Notably, the Bland–Altman plot showed that the mean difference between these two methods was less than 11°, which is a widely acceptable error in the measurement of kyphotic angles in the spine16,17. Possible errors from this novel method may come from the confirmation of the endplate due to the poor quality of radiography, which can also be seen in the manual method and PACS method. Because the inclinometer function is built into the smartphone, this novel method avoids the aforementioned problems with downloaded apps.
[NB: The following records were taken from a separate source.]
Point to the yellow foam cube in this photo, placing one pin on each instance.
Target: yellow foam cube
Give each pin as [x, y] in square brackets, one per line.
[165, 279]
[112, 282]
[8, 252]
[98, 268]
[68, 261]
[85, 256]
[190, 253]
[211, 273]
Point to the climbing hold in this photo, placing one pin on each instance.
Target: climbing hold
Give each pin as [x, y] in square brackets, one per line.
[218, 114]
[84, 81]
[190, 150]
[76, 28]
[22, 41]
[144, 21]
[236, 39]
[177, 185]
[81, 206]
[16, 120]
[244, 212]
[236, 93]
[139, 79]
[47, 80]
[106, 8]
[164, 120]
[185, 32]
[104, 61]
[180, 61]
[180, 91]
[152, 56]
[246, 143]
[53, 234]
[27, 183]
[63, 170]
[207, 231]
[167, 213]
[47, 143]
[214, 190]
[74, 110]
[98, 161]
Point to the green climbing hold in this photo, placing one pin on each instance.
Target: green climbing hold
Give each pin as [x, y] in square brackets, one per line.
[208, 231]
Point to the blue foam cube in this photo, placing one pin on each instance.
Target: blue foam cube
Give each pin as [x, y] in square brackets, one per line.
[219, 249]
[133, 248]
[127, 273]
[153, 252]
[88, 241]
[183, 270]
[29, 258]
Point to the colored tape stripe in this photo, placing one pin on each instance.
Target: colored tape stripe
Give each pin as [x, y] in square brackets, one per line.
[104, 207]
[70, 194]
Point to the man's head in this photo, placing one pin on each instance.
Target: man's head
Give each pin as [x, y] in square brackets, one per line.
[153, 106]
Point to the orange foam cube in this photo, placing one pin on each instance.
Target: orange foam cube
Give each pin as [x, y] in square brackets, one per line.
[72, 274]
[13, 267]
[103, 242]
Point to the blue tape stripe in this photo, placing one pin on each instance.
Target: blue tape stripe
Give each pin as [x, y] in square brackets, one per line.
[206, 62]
It does not need to be updated or maintained, always responds quickly without bugs, and is included with the phone at no additional charge18. The purpose and the spirit of the measurement have not been changed even though the method has changed; a new tool has been developed, but the general principles of the kyphotic measurement process remain19. This novel method is not intended to replace the traditional manual method and PACS method but to provide a new possibility for rapid and convenient measurement.

In the present study, we evaluated the use of a built-in smartphone inclinometer for assessing thoracolumbar kyphosis only in OVCF patients due to the ease of obtaining data from these patients. Because of the similar principles and steps, this method may be useful in other spinal parameter measurements. Even though the results of this study are encouraging, more research is needed to confirm the universal feasibility in different clinical conditions. This study assessed only the scenario of measurement on X-ray films with this integrated inclinometer; its accuracy and reliability for measuring radiographs on a computer screen remain unclear. It can be reasonably speculated that if the computer screen is calibrated to be plumb, this method should also be suitable for the measurement of radiographs on the computer screen. This usefulness of this novel method in such a clinical situation may need further evaluation.

Additionally, some points deserve special attention during the measurement process. The X-ray films need to be placed plumb because the principle of this novel method is based on an inclinometer. Sufficient practice and proficiency are associated with measurement accuracy and time efficiency.

Conclusion

The validity and reliability of this new method using an integrated smartphone inclinometer are satisfactory compared to those of the PACS method. The time requirement of this new method is significantly shorter than that of the PACS method. Measuring with smartphones is more convenient than using a PACS, which is always rooted with a full-sized computer. In summary, this new method using the integrated inclinometer of a smartphone is rapid, convenient, accurate and reliable for measuring thoracolumbar kyphosis in OVCF patients.